Print on Demand self-publishing advice

Hoping some folks here have some self-publishing experience and can help me out a little.

I am in the midst of writing a book nothing fancy or sexy, just boring technical information on a very specific area of expertise. Thinking perhaps 300-500 per year will sell. Not mass market at all.

This has to be print on demand and also through eBook sales to keep the expenses down.

Any advice on what online web source is god to use for my type of book ? All other advice will be appreciated.

Thank you in advance.

You will want to sell it as Kindle and Nook format. This can be difficult if you have any complex formatting like nested tables, equations, diagrams etc. but the beginning step is a very clean XHTML version - Word can handle it, but do some research on how to format, what to avoid etc.

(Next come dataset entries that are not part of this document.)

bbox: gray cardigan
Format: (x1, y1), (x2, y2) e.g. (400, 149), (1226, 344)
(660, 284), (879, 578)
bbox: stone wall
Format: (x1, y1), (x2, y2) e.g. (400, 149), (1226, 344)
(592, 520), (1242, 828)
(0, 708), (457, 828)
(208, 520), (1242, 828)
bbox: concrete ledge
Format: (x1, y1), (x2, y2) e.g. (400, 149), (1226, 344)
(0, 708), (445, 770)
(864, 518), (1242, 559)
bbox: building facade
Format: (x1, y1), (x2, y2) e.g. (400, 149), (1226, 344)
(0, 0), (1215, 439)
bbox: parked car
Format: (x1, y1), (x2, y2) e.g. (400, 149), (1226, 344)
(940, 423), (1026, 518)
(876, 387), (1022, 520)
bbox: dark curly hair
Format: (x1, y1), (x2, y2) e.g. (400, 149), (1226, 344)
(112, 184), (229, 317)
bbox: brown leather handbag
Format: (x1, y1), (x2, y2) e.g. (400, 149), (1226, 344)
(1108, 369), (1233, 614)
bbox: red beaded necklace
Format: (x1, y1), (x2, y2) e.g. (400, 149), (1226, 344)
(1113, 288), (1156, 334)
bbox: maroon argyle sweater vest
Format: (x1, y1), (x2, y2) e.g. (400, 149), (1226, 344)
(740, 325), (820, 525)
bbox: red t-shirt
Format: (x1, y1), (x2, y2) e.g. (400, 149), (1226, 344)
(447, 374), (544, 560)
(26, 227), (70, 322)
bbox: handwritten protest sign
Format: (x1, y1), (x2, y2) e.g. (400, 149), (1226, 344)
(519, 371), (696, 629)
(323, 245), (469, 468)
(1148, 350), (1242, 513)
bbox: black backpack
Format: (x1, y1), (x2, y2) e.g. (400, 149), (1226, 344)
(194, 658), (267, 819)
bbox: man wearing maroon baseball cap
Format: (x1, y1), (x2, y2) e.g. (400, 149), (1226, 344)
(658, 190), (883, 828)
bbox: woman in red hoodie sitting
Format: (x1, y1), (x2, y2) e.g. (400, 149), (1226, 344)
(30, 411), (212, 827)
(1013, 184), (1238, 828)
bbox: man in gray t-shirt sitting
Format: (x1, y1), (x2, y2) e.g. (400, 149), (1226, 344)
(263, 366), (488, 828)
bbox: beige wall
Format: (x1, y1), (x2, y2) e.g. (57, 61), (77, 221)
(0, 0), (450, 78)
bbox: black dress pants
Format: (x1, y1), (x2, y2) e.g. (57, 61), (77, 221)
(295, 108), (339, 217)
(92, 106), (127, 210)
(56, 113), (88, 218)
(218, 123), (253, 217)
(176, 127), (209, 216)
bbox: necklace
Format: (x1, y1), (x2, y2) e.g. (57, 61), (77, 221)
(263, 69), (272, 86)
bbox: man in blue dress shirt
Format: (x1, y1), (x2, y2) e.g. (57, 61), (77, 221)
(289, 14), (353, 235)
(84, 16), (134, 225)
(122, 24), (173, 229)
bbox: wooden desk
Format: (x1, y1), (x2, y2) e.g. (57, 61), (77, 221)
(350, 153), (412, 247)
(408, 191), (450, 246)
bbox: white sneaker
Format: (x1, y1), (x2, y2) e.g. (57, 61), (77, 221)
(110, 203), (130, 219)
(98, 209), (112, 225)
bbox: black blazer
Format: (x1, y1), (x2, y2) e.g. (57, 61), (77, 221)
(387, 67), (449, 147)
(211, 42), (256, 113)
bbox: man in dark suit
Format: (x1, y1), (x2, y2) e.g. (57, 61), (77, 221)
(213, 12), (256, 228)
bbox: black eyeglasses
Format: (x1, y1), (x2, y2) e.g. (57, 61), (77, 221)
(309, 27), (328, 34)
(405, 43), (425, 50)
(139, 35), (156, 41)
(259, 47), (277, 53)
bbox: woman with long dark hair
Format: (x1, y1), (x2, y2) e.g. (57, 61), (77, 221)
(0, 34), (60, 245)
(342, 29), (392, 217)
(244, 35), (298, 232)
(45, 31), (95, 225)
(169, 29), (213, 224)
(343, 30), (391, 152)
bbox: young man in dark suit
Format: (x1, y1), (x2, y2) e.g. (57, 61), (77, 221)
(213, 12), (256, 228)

For print publishing - how do you intend to sell it? There is a spectrum of POD providers from those that are basically short-run printers and nothing else, to POD-based Amazon competitors like iLibris. Are you going to handle publicity and fulfillment yourself from POD or short-run sources, or do you want a service to handle it all and mail you a paltry amount for each sale?

My goal is to publish the book and have the price in the $135-150 range, so that I make roughly 100 per sale.
Amazon & whoever gets their cut and I get the about $100, but again I do not know if this is a reasonable expectation or not.
I could fulfill the orders and the thought in my head was I would always have 15-20 around the office and set myself up to mail out the door when an order comes in. Have the help to do that, and I know the people that would perhaps send in 100 or so orders per year.
But it also has to be on Amazon.
Frankly surfing through the web sites on this I am finding it hard to estimate the costs of all this.
Printing = X
Amazon charges = Y
etc

I’ve always used regular trade printing for books, but unless you commit to 1000 or more it’s not cost-effective. Lulu.com is perhaps the best of the POD service companies. You can log in there and use their tools to price various configurations of books. I just priced a 6x9, black interior, hardcover with dustjacket at $17-20 with various page counts. They will produce and ship copies to you to do with as you like, or they have avenues to the major booksellers as well.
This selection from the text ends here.